# Smart Progress Bars — Design Spec

## Overview

Replace the current binary status indicators (running/completed/failed) with sophisticated time-estimated progress bars that use historical execution data, a non-linear ease-out curve, and multi-node flow aggregation for presentation/app views.

## Goals

1. Show smooth, realistic progress during node execution using historical average durations
2. Non-linear curve that decelerates near the end — never feels "stuck at 99%"
3. In presentation/app views, show combined progress across hidden upstream nodes as a single bar per visible output node

## 1. `model_execution_stats` Table

### Schema

```sql
CREATE TABLE model_execution_stats (
  id UUID PRIMARY KEY DEFAULT gen_random_uuid(),
  model_identifier TEXT NOT NULL,          -- e.g. "flux", "veo-3", "sora-2-text-to-video"
  aspect_ratio TEXT NOT NULL DEFAULT '',   -- e.g. "16:9", "1:1", or '' if N/A
  quality TEXT NOT NULL DEFAULT '',        -- e.g. "2K", "4K", "high", or '' if N/A
  duration_seconds INT NOT NULL DEFAULT 0, -- video duration in seconds, or 0 if N/A
  avg_duration_ms INT NOT NULL,
  min_duration_ms INT,
  max_duration_ms INT,
  sample_count INT NOT NULL DEFAULT 1,
  last_updated_at TIMESTAMPTZ DEFAULT NOW(),
  UNIQUE (model_identifier, aspect_ratio, quality, duration_seconds)
);

CREATE INDEX idx_model_execution_stats_model ON model_execution_stats (model_identifier);

-- RLS: public read, service-role-only write
ALTER TABLE model_execution_stats ENABLE ROW LEVEL SECURITY;
CREATE POLICY "Anyone can read execution stats"
  ON model_execution_stats FOR SELECT USING (true);
-- No INSERT/UPDATE/DELETE policies — only service-role (backend) can write
```

### Stats Update Flow

After each successful job completion:
- **Backend orchestrator** (`orchestrator-worker.ts`): after node completes, extract model + config from input data, upsert stats
- **BullMQ worker** (`worker.ts`): after single-node job completes successfully, upsert stats (this is where all async jobs finalize — route handlers only enqueue jobs)
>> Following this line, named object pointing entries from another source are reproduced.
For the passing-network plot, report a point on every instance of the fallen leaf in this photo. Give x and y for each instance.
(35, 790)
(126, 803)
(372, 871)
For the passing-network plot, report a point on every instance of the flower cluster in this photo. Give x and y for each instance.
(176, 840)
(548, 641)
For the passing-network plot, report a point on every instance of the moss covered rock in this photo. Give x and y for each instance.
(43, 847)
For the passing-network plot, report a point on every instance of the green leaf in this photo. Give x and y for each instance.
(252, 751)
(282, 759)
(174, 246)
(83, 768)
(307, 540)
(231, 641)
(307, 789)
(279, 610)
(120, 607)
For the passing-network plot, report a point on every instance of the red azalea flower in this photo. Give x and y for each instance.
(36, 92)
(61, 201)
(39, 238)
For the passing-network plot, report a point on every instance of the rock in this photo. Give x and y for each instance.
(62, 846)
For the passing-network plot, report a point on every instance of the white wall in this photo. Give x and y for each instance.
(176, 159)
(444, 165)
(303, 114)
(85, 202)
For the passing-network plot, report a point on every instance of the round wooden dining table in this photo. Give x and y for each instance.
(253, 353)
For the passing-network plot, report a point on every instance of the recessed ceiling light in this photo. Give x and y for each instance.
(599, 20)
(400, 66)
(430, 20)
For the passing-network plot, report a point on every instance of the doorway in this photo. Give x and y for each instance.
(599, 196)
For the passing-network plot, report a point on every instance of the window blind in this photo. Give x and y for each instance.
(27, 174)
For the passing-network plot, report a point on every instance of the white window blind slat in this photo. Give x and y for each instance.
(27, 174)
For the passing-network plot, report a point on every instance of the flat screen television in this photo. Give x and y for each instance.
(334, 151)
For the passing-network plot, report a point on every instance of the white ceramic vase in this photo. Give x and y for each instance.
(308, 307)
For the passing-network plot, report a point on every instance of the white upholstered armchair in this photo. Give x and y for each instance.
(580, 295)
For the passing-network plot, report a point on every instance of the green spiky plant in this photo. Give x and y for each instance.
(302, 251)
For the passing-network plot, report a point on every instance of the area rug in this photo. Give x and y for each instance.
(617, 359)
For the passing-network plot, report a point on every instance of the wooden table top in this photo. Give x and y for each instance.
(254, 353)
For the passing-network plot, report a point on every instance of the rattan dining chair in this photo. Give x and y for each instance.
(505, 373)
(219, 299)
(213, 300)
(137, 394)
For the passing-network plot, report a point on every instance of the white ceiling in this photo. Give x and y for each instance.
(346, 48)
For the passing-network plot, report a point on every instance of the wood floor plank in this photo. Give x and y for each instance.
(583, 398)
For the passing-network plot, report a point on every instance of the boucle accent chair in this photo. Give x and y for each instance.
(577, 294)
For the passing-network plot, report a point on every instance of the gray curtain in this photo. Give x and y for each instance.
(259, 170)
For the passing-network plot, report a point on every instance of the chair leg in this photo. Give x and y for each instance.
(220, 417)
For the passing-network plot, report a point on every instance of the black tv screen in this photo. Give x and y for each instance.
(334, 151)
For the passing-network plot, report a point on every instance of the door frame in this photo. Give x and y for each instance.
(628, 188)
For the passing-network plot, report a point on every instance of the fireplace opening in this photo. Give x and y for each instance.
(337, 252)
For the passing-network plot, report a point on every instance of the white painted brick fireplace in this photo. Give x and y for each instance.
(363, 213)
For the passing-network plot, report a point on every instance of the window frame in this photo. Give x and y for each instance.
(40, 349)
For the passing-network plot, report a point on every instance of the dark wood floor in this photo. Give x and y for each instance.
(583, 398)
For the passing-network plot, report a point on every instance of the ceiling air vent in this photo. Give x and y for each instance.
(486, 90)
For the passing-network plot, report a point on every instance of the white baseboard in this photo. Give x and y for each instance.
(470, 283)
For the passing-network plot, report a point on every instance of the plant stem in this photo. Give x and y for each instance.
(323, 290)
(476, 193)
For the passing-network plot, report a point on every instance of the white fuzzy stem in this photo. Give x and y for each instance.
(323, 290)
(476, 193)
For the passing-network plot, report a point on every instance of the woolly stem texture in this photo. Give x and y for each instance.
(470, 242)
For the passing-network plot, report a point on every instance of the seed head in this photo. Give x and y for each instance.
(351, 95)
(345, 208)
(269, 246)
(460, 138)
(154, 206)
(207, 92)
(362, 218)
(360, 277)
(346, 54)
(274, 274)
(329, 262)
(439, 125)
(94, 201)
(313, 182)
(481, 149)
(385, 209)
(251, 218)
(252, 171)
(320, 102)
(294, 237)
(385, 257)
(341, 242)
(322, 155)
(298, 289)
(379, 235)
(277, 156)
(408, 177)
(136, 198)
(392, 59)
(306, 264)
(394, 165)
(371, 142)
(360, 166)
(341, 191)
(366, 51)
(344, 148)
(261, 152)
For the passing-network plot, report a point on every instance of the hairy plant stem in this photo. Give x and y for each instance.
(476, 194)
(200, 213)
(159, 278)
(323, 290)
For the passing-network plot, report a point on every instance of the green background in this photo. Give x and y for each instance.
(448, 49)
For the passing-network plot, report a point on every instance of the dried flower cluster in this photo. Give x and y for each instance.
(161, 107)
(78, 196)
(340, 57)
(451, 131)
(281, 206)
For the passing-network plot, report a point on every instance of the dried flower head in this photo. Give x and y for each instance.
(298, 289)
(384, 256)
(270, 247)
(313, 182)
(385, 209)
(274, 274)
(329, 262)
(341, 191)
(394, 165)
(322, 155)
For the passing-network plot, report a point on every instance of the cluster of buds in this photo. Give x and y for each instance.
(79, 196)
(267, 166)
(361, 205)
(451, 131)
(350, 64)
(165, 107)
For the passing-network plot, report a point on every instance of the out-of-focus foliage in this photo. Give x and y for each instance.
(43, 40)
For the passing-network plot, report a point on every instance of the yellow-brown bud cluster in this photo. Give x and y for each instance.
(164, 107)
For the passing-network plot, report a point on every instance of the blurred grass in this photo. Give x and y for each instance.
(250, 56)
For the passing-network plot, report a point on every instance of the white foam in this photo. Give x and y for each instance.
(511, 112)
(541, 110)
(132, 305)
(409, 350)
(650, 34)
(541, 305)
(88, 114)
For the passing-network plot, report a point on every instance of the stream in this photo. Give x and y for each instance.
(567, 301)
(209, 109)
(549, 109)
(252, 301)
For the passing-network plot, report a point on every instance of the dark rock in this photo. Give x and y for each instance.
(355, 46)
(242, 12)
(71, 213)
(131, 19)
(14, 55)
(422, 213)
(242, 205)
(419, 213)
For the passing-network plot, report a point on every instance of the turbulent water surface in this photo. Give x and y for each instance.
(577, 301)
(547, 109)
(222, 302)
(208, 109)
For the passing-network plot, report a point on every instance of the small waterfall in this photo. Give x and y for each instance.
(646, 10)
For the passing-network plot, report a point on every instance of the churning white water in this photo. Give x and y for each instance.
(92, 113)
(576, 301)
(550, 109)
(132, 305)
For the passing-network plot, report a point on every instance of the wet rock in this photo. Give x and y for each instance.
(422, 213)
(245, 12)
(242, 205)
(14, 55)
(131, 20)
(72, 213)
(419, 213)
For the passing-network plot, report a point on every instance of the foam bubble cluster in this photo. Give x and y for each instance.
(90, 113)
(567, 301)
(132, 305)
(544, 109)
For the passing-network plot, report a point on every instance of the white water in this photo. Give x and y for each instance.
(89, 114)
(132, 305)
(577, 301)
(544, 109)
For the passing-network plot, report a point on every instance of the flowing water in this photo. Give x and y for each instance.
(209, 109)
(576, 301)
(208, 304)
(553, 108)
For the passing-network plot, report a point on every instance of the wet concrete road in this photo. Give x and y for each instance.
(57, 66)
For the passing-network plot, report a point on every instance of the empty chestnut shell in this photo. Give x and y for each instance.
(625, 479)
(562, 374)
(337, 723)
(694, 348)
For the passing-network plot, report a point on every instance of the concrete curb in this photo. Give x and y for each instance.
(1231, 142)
Upsert logic (exponential moving average, α = 0.3):
```
new_avg = floor(α * new_duration + (1 - α) * old_avg)
new_min = MIN(old_min, new_duration)
new_max = MAX(old_max, new_duration)
new_count = old_count + 1
```

Using EMA instead of simple running average ensures recent executions have more weight (adapting to provider speed changes) and naturally resists outlier drift. The α = 0.3 factor means a single outlier shifts the average by only ~30%.

**Outlier guard:** If `new_duration > 3 * old_avg` and `sample_count >= 5`, skip the upsert — likely a provider timeout or network issue, not representative.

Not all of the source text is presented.